GM to sell Allison Transmission

General Motors Corp. on Thursday said it reached a deal to sell its Allison Transmission unit for $5.6 billion to private-equity firms Carlyle Group and Onex Corp., sending the automaker's shares to the highest level in 2-1/2 years.

GM had said in January that it was looking to sell Allison, which makes transmissions for commercial trucks, buses and military vehicles, but the negotiated price was more than some Wall Street analysts had expected.

GM shares reacted by rising more than 2 percent, hitting their highest level since January 2005, on speculation that the automaker could use the proceeds from the Allison sale to fund a cost-cutting deal on health care in upcoming talks with the United Auto Workers union.

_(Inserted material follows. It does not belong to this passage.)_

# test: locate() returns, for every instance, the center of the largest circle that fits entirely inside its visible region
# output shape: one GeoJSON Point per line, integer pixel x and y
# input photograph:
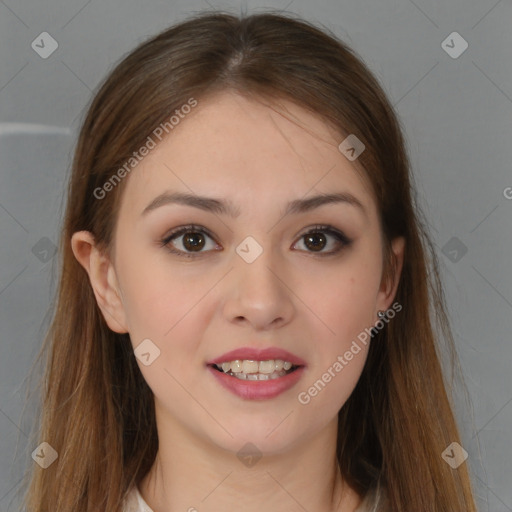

GM said the sale would include almost all of the Allison Transmission unit's assets, including seven manufacturing plants in Indianapolis and the unit's worldwide distribution network.

The sale is expected to close as soon as the third quarter, GM said, provided the deal is approved by GM's industrial union and regulators.

The conclusion of the sale to the two private equity firms comes just as GM is heading into a crucial round of contract talks with the United Auto Workers union in which the automaker will be seeking concessions to lower its labor costs.

The Allison agreement also extends a string of asset sales by GM over the past two years as it restructures and cuts costs, including a deal to spin off a majority stake in its former finance arm GMAC to private equity firm Cerberus Capital Management.

"This is another important step to strengthen our liquidity and provide resources to support our heavy investments in new products and technology," GM Chief Executive Rick Wagoner said in a statement.

JP Morgan analyst Himanshu Patel said in a note for clients that the sale agreement valued Allison at almost nine times trailing cash flow, a higher multiple than he had expected.

Patel said GM could use the sale of the unit to fund a one-time payment to set up a trust fund for union workers' health care, similar to a deal negotiated by Goodyear Tire & Rubber Co. and the United Steel Workers union.

"We suspect GM would look to sell this highly profitable unit to line up financing for a (Goodyear)-style health-care deal," he said.

Shares of GM, the world's No. 2 automaker by volume behind Toyota Motor Corp., have gained more than 29 percent this month on building expectations that the company could win sweeping changes to its contract with the UAW that would lower hourly labor costs.

GM said it would retain a Baltimore, Maryland, plant now under Allison that makes conventional and hybrid transmissions for the automaker's pickup trucks and sport-utility vehicles.